Monster transformed from 2-year-old ugly duckling into short, stout, powerhouse with a wicked score and stop, piloted by 2022’s equally talented Reserve World Champion Breakaway Roper, Taylor Munsell.
The 17-year-old horse first came into Munsell’s life through a sale barn 15 years ago and played a large role in transforming it, turning her into a ProRodeo breakaway roper that finished No. 2 in the 2022 WPRA world standings with $90,844 in earnings.
Monster and Munsell’s rodeo momentum first began in 2018, when they advanced to the College National Finals Rodeo and won the BFI breakaway, earning an invitation to the American Rodeo the first year they included breakaway. In 2019, they finished No. 2 at The American and won the CNFR, winning just shy of $100,000 in a single year.

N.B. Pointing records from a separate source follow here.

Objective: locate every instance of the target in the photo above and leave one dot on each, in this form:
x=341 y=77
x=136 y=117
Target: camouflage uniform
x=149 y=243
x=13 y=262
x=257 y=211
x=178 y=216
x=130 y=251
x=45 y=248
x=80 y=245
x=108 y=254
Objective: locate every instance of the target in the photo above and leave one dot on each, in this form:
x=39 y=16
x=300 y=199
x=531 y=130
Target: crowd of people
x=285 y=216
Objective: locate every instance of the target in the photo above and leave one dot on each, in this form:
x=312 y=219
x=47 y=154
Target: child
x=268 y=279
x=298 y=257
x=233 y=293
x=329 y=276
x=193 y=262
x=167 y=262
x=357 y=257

As Munsell moved into the ProRodeo world, Monster was there. In 2021, they earned more than $30,000 throughout the season and qualified for the NFBR, where they raked in $21,421 and finished the year with $57,896 in winnings.
“I tell people that Monster paid for everything. I tell them he owns my rig, my truck, my place and the sorrel horse I ride now. I owe it all to him.”Taylor Munsell
The magic of Monster
Every breakaway horse has a personal style, and Monster is no different. His small stature means Munsell always has a clear look at her calf, and his hard-driving shoulders pull him out of the box in a smooth motion.
“He’s little, but he’s long-backed and long-strided,” Munsell said. “His shoulders are huge and he’s super easy to rope on. He stands in the box like a statue. You can ride him forward, back him up, turn him around. He’s light in the bit, you can see how much you want, or you can pull all the way across the line, and as soon as you drop your hand he’s going to run. He’ll be at a dead run and shuts it down hard. He’s one that, if the ground isn’t good, he’ll hurt himself stopping. He just gives 110% every time.”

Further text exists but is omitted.